# Conservation of Energy crate and ramp

1. Oct 18, 2007

### Dynex

A factory worker accidentally releases a 230 kg crate that was being held at rest at the top of a ramp that is 4.3 m long and inclined at 40° to the horizontal. The coefficient of kinetic friction between the crate and the ramp, and between the crate and the horizontal factory floor, is 0.37. (a) How fast is the crate moving as it reaches the bottom of the ramp? (b) How far will it subsequently slide across the floor? (Assume that the crate's kinetic energy does not change as it moves from the ramp onto the floor.)

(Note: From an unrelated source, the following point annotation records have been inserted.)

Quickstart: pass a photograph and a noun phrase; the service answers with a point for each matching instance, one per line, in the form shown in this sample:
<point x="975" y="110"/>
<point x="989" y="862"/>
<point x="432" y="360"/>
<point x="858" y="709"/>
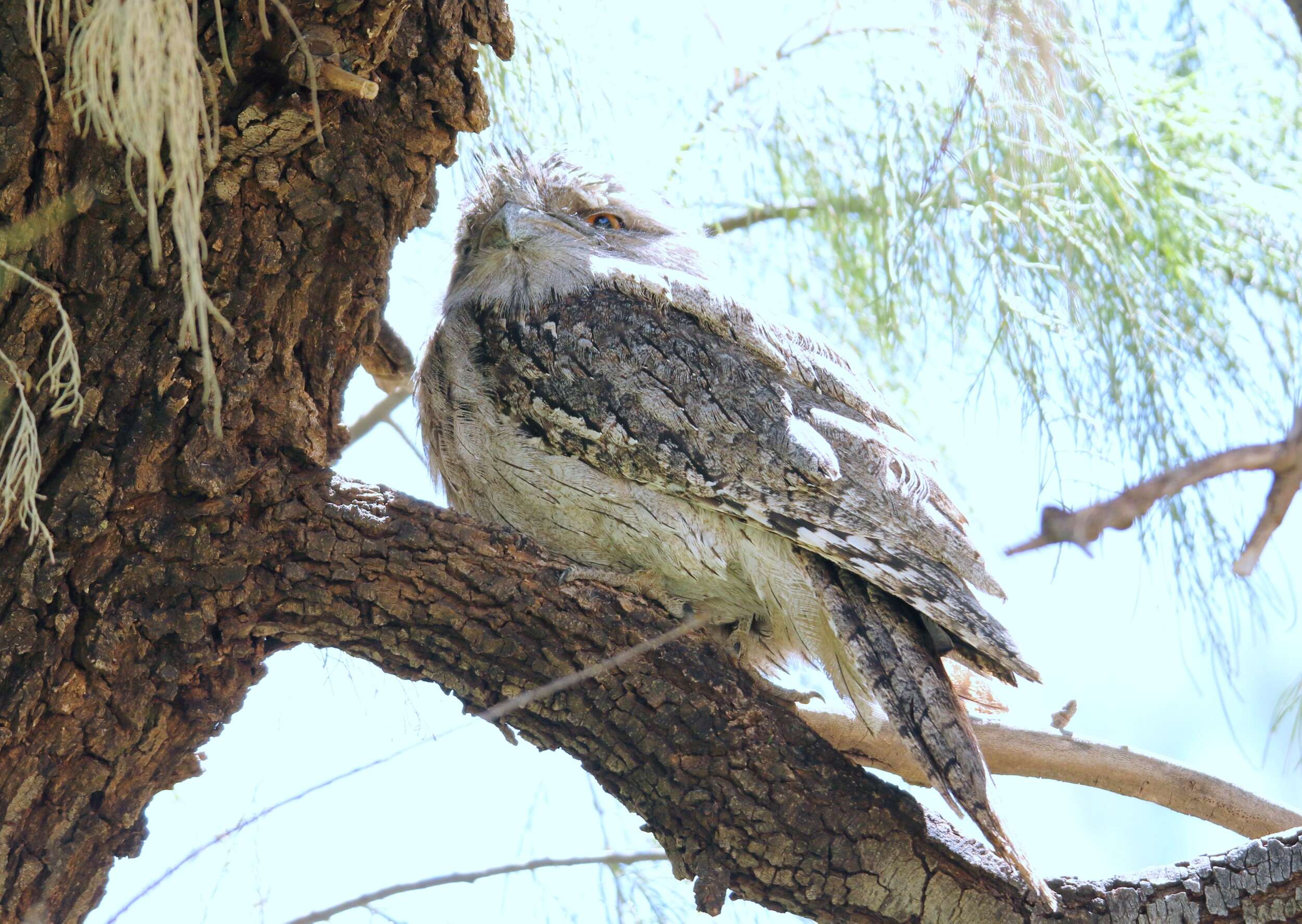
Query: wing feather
<point x="652" y="378"/>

Thankz for the help in advance!!

2. Oct 18, 2007

### Yannick

Hi Dynex

How did you try to solve it?

My approach would be:

1. Draw the situation!
2. Calculate the velocity of the mass at the end of the ramp
3. With the given friction and the velocity from 2. you should be able to get the distance the crate slides on the floor.

Yannick

P.S. I hope my English is understandable...

Last edited: Oct 18, 2007
3. Oct 18, 2007

### Bill Foster

In order to find v, you'll need to find a. Then you can apply this equation to find v:

a(x-x0)=½(v²-v0²)

x0 and v0 will be 0. So...

ax=½v²

To find a, add up all the force vectors acting on the box (treated as a point).

F=ma=Wsin(θ)-μN where W=mg and N=Wcos(θ)=mgcos(θ)
=mgsin(θ)-μmgcos(θ)
=mg(sin(θ)-μcos(θ))

so...

a=g(sin(θ)-μcos(θ))